02 September 2013

Losing momentum Karur Vysya Bank:: Ambit

Losing momentum
Karur Vysya Bank’s (KVB) RoAs have declined to 1.3% in FY13 from an
average of 1.6% over FY06-11, due to constraints on its liability side,
rising cost ratios and increasing credit costs. KVB continues to seek
growth amidst a slowing macro-economic environment. We believe
unabated pressure on margins, cost ratios and asset quality would
lead to a further decline in RoAs. The stock is trading at inexpensive
valuations of 1.0x FY14 BV but near-term positive catalysts are scarce.
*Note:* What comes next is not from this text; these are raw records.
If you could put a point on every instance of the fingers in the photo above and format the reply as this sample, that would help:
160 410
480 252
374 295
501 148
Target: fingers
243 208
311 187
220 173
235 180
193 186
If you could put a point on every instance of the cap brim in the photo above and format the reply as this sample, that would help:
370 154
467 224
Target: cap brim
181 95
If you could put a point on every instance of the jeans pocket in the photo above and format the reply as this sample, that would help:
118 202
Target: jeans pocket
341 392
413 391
We initiate coverage with a SELL stance.
Competitive position: MODERATE Changes to this position: STABLE
Losing momentum: KVB delivered average RoAs of 1.6% along with asset
CAGR of 26% in FY06-11. However, its RoAs have moderated to 1.3% in
FY13, owing to: (1) continued weakness in its liability franchise (CASA to
borrowed funds declined from 23% in FY11 to 17% in FY13), (2) increase in
the cost-to-income ratio (from 42% in FY11 to 47% in FY13), and (3) rising
credit costs (from 13bps in FY11 to 53bps in FY13).
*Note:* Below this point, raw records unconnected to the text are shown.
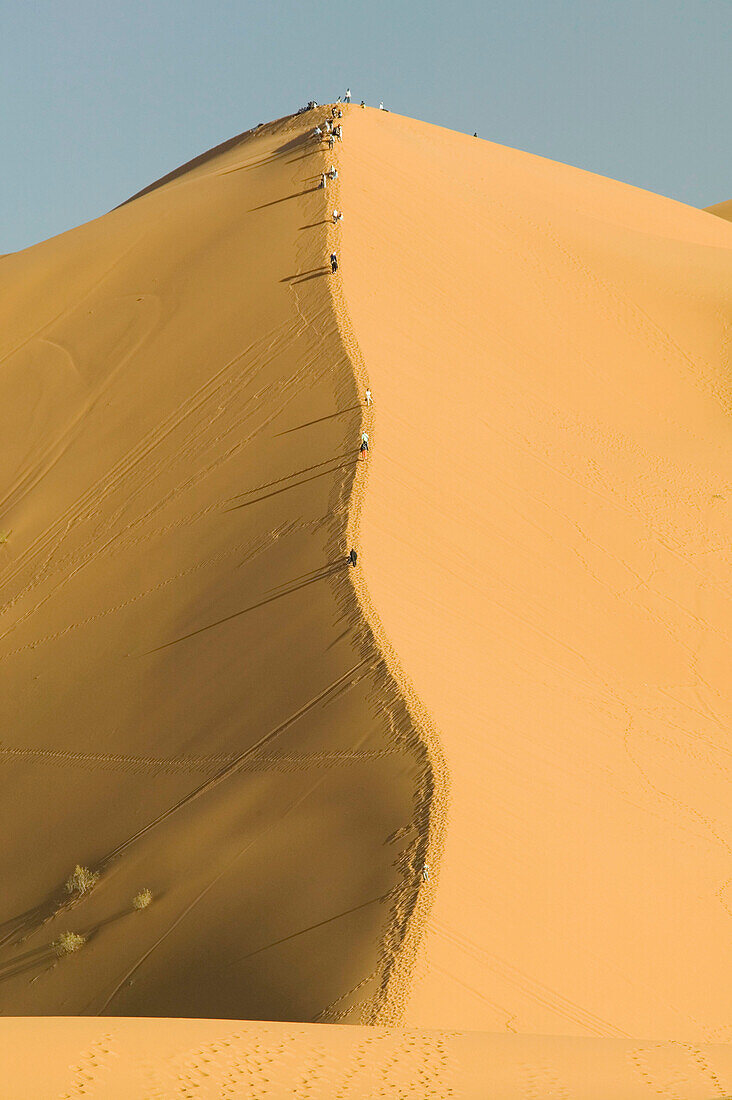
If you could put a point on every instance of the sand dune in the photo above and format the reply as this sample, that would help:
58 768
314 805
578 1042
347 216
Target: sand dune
545 540
215 1059
722 210
524 684
193 702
RoA moderation to continue: RoAs would decline by 30bps to 1% over the
next two years, owing to: (i) continued geographical concentration of
branches, which means that the CASA ratio would remain weak and put
pressure on margins amidst the phase of tight liquidity; (ii) the management’s
continued branch expansion plans, which would put pressure on cost ratios, as
productivity of the new branches would remain limited in the weak economic
environment; and (iii) credit costs that have been rising from the trough levels
(average 13bps in FY08-12 to 53bps in FY13) would remain elevated given
the 69% loan exposure to the corporate and commercial segments. A
significant chunk of these loans are towards the mid-corporate and consortium
loan corporate segments. KVB’s delinquency levels have increased in recent
quarters owing to this exposure.
Initiate with SELL stance and a target price of Rs320: We initiate
coverage with a SELL stance and a valuation of Rs320 (implied FY14E P/ABV of
1.0x and FY14 P/E of 6.3x) based on the EVA approach. Our EVA model
assumes sustainable steady-state RoEs of 15% beyond the next three years
and a cost of equity of 15%. The rise in credit cost will be the main driver of
RoA moderation but the geographically concentrated nature of the rapid
branch expansion will affect the operating performance of the bank as well.
Key risks to our SELL stance are a better-than-expected economic recovery,
particularly in Tamil Nadu, and a reversal in its current strategy of pursuing
rapid growth in favour of productivity improvement.